Calgary Researchers Uncover Innovative Quantum Uses for Diamonds

Researchers at the University of Calgary have made significant strides in quantum science through their groundbreaking study on diamonds. Published in early December 2025, the findings from the university’s Quantum Nanophotonics Lab reveal new applications for diamonds in the field of quantum nanophotonics, specifically through a phenomenon known as second-harmonic generation. This process entails converting light from one color to another by altering its frequency and wavelength.

Historically, diamonds were thought to be too symmetrical in their crystalline structure to facilitate such optical transformations. However, this new research challenges that perception, showcasing how researchers can not only observe these effects but also control the extent to which they occur.
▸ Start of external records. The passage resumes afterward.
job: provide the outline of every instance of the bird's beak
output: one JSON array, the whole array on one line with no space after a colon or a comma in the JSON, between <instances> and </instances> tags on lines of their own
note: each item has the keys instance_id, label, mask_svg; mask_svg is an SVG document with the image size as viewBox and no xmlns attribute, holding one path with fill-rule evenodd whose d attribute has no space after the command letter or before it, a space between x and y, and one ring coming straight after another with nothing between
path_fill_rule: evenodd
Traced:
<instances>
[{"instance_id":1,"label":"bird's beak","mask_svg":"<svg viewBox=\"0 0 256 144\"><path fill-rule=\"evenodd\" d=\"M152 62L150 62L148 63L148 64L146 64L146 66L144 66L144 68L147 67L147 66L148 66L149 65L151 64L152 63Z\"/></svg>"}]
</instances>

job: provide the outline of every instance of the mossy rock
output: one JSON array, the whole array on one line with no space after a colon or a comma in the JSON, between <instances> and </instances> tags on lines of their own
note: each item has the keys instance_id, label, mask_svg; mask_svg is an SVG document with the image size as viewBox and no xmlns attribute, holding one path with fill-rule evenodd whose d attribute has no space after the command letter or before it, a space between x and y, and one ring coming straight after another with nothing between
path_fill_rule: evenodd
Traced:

Breaking New Ground in Quantum Applications

Dr. Paul Barclay, a professor in the Department of Physics and Astronomy and the head of the Quantum Nanophotonics Lab, highlighted the importance of this discovery. “Diamond is not traditionally a material that would be compatible with the effects we’re seeing in our paper,” he explained. “There is a whole class of applications relating to wavelength conversion that aren’t possible in diamond for reasons that are fundamental and related to the nature of the diamond crystal.”

By exploiting tiny defects within the diamond’s crystal structure, the research team has overcome previous limitations, opening the door to innovative applications in quantum nanophotonics. “Not only are we kind of breaking the rules by seeing these effects, but we’ve done so in a way where we can control how strongly we are breaking the rules,” Dr. Barclay added.

Potential Applications and Future Research

The implications of this research are vast. According to Sigurd Flågan, a postdoctoral scholar with the lab and the lead researcher on the experiments, diamonds excel at managing high levels of laser power without damage. This capability enables the potential development of optical switches, lasers, or modulators that can handle significantly more power than current technology allows.

Flågan pointed out that practical applications could extend to data centers, high-powered laser fabrication, and advanced optical processing systems. The research team first observed the relevant phenomena in late 2023, with further investigations continuing through 2024. “However, we didn’t have the final intuition and model of what was happening until the beginning of 2025,” Flågan noted.

The University of Calgary’s advancements in quantum nanophotonics not only enhance scientific understanding but may also contribute to technological innovations across various industries, underscoring the dynamic relationship between fundamental research and practical applications.